When you hear ‘Holmes’ it sounds like an all to familiar story to write. However when you realise this is about a teenager carrying the name we see she lifts it very high to standout as a detective to take seriously.
Enola Holmes, played by the brilliant Millie Bobbie Brown, is out to find her mother after being left on her own before her infamous brothers come back to dictate her life.
Enola was raised by her eccentric mother, the most respected and loved person in her life. Her brothers left early and did not have any influence on her upbringing as we see when they return and try to correct her mothers ‘mistakes’.
Through her mothers tutelage she rejects the idea that she should have learnt to be a proper lady of the house and likes the idea she learnt some proper skills to use in life and maybe some useless ones (she’s clearly not a tennis player).
Sharing the screen with the iconic Sherlock and the outdated Mycroft, Enola stands tall to match their wit and carve her own story, without the need for anyone’s approval except for that of her mothers.
Enola carries the burden or being a Holmes, female and teenager with her and the audience on her back. Her pieces to camera work excellently to to give us a glimpse at her thoughts, whether this is in humour or to raise and eyebrow at the 1800’s period silly expectations.
Having Enola be fierce, intelligent and full of wit fills this film with substance and character. Her interactions with the other characters and the environment around her make for interesting viewing and each scene brings something worth watching.
Despite being set in the 1800’s it does a good job to bring modern normality to such a strange period that Enola must fight through.

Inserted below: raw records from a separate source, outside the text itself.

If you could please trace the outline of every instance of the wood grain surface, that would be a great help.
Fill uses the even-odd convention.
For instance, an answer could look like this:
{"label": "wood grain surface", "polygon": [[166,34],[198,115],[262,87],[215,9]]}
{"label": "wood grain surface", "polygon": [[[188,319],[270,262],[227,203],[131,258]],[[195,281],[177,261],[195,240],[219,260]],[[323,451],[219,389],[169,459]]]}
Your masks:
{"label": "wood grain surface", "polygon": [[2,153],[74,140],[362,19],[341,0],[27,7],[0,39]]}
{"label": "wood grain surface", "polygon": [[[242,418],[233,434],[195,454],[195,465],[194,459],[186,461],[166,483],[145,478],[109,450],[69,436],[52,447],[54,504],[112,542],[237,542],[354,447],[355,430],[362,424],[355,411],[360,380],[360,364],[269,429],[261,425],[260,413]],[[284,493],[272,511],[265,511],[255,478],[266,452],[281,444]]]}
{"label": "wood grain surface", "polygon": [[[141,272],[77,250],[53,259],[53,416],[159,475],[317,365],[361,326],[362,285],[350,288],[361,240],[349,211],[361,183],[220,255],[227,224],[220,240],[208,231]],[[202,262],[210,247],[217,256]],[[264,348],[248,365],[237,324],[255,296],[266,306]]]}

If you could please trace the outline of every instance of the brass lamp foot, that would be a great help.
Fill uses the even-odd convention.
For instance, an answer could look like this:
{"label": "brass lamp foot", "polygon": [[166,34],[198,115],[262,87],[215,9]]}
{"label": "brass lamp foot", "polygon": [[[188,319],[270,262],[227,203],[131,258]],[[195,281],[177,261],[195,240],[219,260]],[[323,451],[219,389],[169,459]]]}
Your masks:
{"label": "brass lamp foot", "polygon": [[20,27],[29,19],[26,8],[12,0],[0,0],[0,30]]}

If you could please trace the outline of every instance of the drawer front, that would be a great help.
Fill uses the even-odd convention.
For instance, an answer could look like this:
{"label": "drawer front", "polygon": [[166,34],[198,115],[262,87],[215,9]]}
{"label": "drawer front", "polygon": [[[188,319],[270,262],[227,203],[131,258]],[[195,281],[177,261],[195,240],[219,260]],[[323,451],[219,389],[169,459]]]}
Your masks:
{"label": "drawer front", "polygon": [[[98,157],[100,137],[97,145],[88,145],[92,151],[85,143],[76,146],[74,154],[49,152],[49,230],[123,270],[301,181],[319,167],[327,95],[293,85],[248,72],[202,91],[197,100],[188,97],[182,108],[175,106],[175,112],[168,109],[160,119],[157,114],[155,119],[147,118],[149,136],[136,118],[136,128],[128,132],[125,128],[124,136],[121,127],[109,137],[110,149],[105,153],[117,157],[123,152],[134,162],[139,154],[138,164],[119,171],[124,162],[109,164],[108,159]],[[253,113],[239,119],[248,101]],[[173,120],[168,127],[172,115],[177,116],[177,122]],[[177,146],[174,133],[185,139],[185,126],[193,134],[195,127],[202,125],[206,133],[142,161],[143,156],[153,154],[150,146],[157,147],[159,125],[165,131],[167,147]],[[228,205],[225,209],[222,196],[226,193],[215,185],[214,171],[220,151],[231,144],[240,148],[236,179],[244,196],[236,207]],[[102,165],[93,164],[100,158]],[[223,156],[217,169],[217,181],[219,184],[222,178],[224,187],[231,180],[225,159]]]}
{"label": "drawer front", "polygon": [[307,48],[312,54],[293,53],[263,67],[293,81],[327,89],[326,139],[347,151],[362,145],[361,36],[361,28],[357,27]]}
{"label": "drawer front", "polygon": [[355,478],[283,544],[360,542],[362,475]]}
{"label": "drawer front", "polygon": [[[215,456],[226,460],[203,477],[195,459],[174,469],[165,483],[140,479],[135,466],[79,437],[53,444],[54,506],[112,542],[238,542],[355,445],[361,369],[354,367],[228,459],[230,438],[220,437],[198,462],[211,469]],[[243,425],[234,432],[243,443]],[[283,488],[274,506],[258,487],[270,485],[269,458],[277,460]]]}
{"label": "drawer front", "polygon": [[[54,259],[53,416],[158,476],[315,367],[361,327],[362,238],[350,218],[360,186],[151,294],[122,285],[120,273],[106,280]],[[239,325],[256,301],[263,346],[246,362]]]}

Millie’s excellent portrayal of Sherlocks younger sister shows just how talented Millie really is.
She leads this film with ease, shouldering many ideas that would normally fall flat without charisma or talent. The film runs at a pace to give the fast action a contrast from the sweeping countryside and chivalry of middle class England. Enola’s lack of respect for the ideals she is expected to portray add to the excitement of the mystery.
The final layer that Millie is able to portray as Enola comes as a story of a teenage girl trying to find her place in an ever changing world. This narrative gets her mixed up with a young Lord and trying to save women everywhere. It’s her growth from an introverted countryside girl to a captivating city female pointing at the world around her that gives this film extra dimensions and shows how Harry Bradbeer is great at blending genres.
At the very best this film is charming through its characters or score and it’s lows make for some silly detective work backed by a good story. There’s really not much to dislike here and I hope Netflix continues to back this lot and maybe give us a franchise backed by Nancy Stringers original literacy and Jack Thorne’s adaptation.
Starring: Millie Bobbie Brown – Enola, Henry Cavill – Sherlock, Sam Claflin – Mycroft & Helena Bohnam-Carter – Mrs Holmes.